Num mundo onde os ativos digitais oscilam drasticamente, os investidores procuram cada vez mais posições sólidas para os próximos anos, em vez de lucros rápidos. Em julho de 2026, os analistas destacam cinco criptomoedas cujos fundamentos — da oferta limitada à utilidade real — as tornam candidatas ideais para a custódia de longo prazo.
O Bitcoin continua a ser a pedra angular de qualquer estratégia. O seu limite rígido de 21 milhões de moedas e o crescente interesse institucional, via ETFs e balanços corporativos, consolidam-no como o equivalente digital ao ouro. Segundo dados do mercado, o BTC é o ativo mais recomendado como base de um portfólio, com uma alocação sugerida de cerca de 35%.
O Ethereum, por sua vez, serve de infraestrutura para milhares de aplicações descentralizadas e para o maior ecossistema DeFi. A rede processa milhares de milhões de dólares em stablecoins e impulsiona ativamente a tokenização de ativos do mundo real. A preferência contínua dos programadores confere ao projeto uma vantagem competitiva duradoura, justificando uma fatia recomendada de 25%.
A Solana destaca-se pela velocidade e taxas reduzidas, atraindo projetos de DeFi, NFTs e pagamentos. O volume crescente de transações com stablecoins e o interesse de instituições fazem desta uma plataforma com elevado potencial de crescimento, ocupando cerca de 20% num portfólio equilibrado.

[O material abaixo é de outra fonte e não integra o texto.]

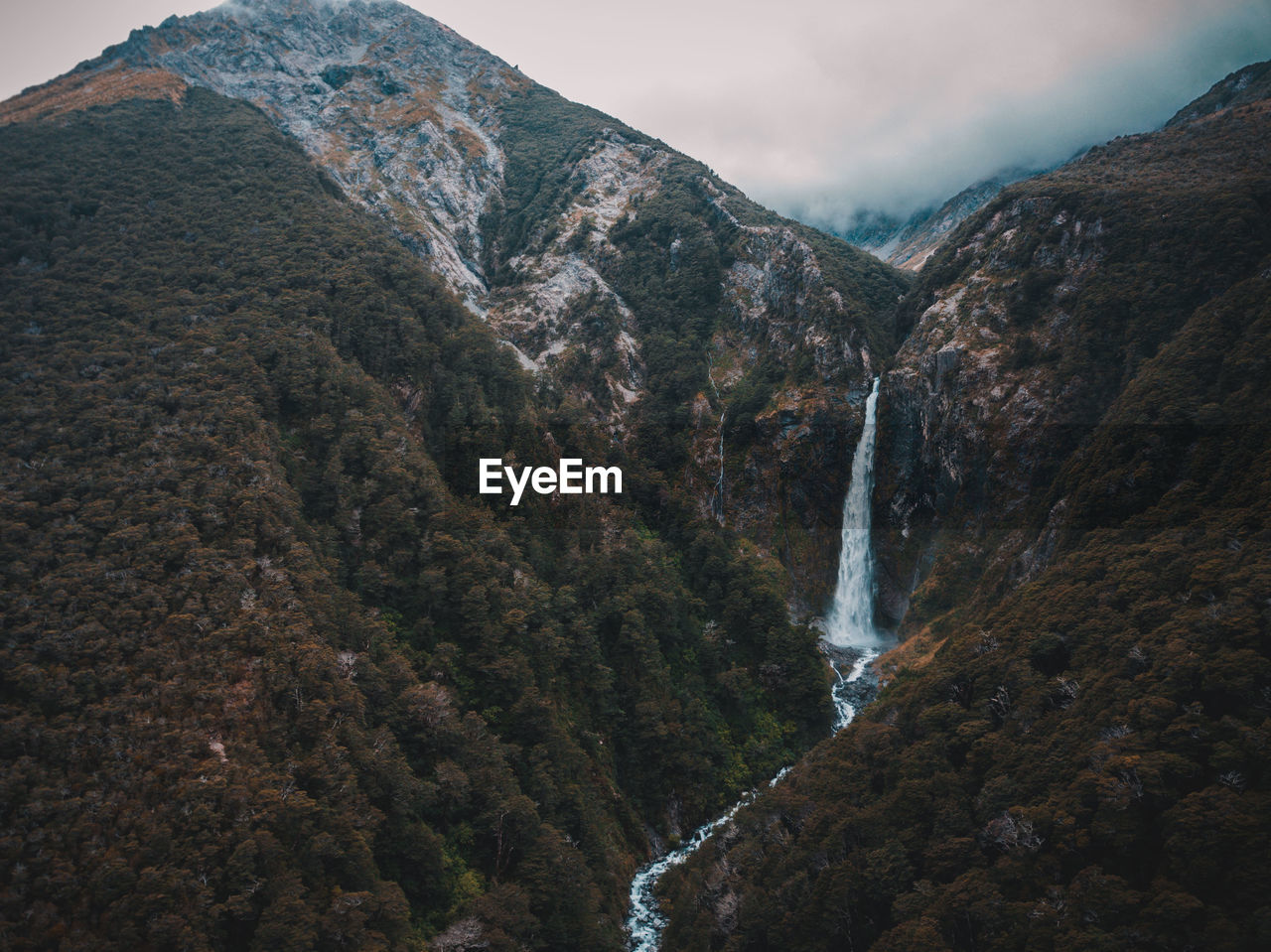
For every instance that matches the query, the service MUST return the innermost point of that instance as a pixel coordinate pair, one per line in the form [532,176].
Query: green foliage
[273,675]
[1081,759]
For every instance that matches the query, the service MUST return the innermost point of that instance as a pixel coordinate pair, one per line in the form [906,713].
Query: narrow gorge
[850,642]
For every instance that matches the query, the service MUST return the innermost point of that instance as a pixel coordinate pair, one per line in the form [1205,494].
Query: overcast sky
[812,107]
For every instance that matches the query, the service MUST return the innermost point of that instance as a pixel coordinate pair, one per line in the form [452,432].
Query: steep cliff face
[1027,326]
[1072,517]
[581,241]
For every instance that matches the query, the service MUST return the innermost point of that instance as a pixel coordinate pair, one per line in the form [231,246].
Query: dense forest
[1070,750]
[273,675]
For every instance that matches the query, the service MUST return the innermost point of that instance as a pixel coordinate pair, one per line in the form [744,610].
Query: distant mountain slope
[1074,488]
[911,243]
[1246,85]
[640,289]
[272,674]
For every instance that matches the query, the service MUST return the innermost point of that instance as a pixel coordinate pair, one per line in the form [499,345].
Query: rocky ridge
[531,208]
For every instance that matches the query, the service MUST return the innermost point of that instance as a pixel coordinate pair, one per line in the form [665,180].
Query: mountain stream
[850,642]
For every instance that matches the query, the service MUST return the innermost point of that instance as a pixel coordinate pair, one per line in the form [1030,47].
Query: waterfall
[850,643]
[850,620]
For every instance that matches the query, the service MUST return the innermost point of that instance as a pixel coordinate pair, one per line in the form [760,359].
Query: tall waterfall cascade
[850,642]
[849,623]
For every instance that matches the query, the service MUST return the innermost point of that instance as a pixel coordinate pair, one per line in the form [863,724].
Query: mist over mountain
[275,281]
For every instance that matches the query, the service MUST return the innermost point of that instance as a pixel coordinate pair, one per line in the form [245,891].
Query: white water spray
[852,642]
[850,620]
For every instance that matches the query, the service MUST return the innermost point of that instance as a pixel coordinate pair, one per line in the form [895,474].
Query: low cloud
[817,107]
[826,107]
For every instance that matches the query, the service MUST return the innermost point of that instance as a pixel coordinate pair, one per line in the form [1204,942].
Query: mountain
[909,243]
[1072,527]
[275,674]
[628,276]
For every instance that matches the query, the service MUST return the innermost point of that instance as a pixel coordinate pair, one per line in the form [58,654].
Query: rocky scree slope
[1072,483]
[271,672]
[645,293]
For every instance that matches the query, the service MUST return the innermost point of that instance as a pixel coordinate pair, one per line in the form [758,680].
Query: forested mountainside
[273,674]
[1074,480]
[645,294]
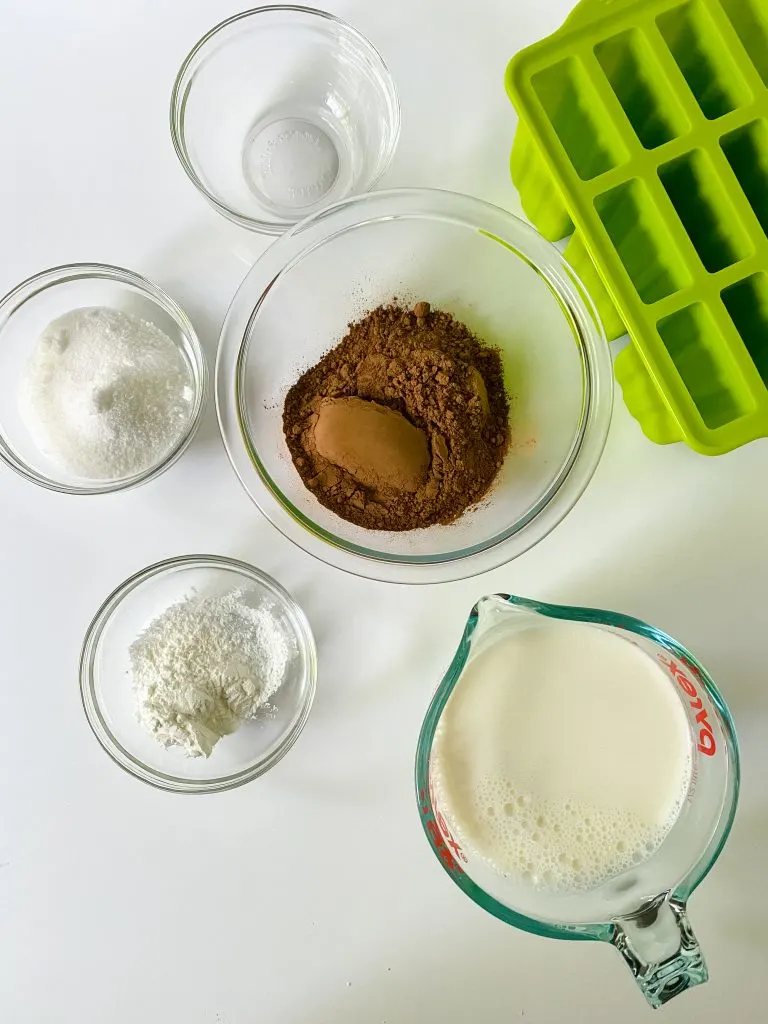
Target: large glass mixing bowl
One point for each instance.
(491, 270)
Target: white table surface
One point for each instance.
(310, 896)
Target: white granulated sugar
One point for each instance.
(204, 666)
(105, 394)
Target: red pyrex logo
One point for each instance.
(445, 846)
(707, 742)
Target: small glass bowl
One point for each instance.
(109, 698)
(27, 311)
(495, 273)
(280, 111)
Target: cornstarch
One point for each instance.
(204, 666)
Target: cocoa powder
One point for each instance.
(430, 369)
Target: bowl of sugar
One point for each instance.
(102, 379)
(198, 674)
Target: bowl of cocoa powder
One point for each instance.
(414, 386)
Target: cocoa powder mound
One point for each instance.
(430, 369)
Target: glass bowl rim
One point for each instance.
(185, 76)
(589, 438)
(133, 765)
(31, 287)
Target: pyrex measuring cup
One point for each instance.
(643, 910)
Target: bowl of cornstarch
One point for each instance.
(198, 674)
(102, 379)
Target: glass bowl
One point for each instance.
(108, 693)
(280, 111)
(30, 307)
(494, 272)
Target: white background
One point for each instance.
(310, 896)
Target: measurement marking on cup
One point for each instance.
(707, 743)
(445, 845)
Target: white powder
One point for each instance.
(206, 664)
(105, 394)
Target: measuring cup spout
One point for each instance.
(660, 949)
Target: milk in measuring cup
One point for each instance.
(562, 757)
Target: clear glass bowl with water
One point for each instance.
(280, 111)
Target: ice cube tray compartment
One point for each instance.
(636, 78)
(750, 20)
(747, 302)
(707, 64)
(644, 123)
(701, 204)
(642, 241)
(572, 107)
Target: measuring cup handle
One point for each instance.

A Chainlink desempenha um papel fundamental: os seus oráculos ligam contratos inteligentes a dados externos, viabilizando todo o setor DeFi. A sua tecnologia de interoperabilidade entre redes já capta atenções na tokenização de ativos, com uma alocação sugerida de 10%.
A Sui encerra a lista como um ativo de maior risco, mas promissor, baseado na linguagem Move. A rede foca-se no alto desempenho para jogos, DeFi e aplicações de consumo; numa fase inicial do ecossistema, poderá oferecer retornos significativos se a adoção acelerar, representando outros 10%.
Esta distribuição de 35/25/20/10/10 equilibra a estabilidade de redes maduras com as oportunidades de plataformas emergentes. Embora nenhuma criptomoeda garanta resultados, a escolha de ativos com fundamentos sólidos e utilidade real ajuda a construir uma carteira capaz de resistir aos ciclos de mercado.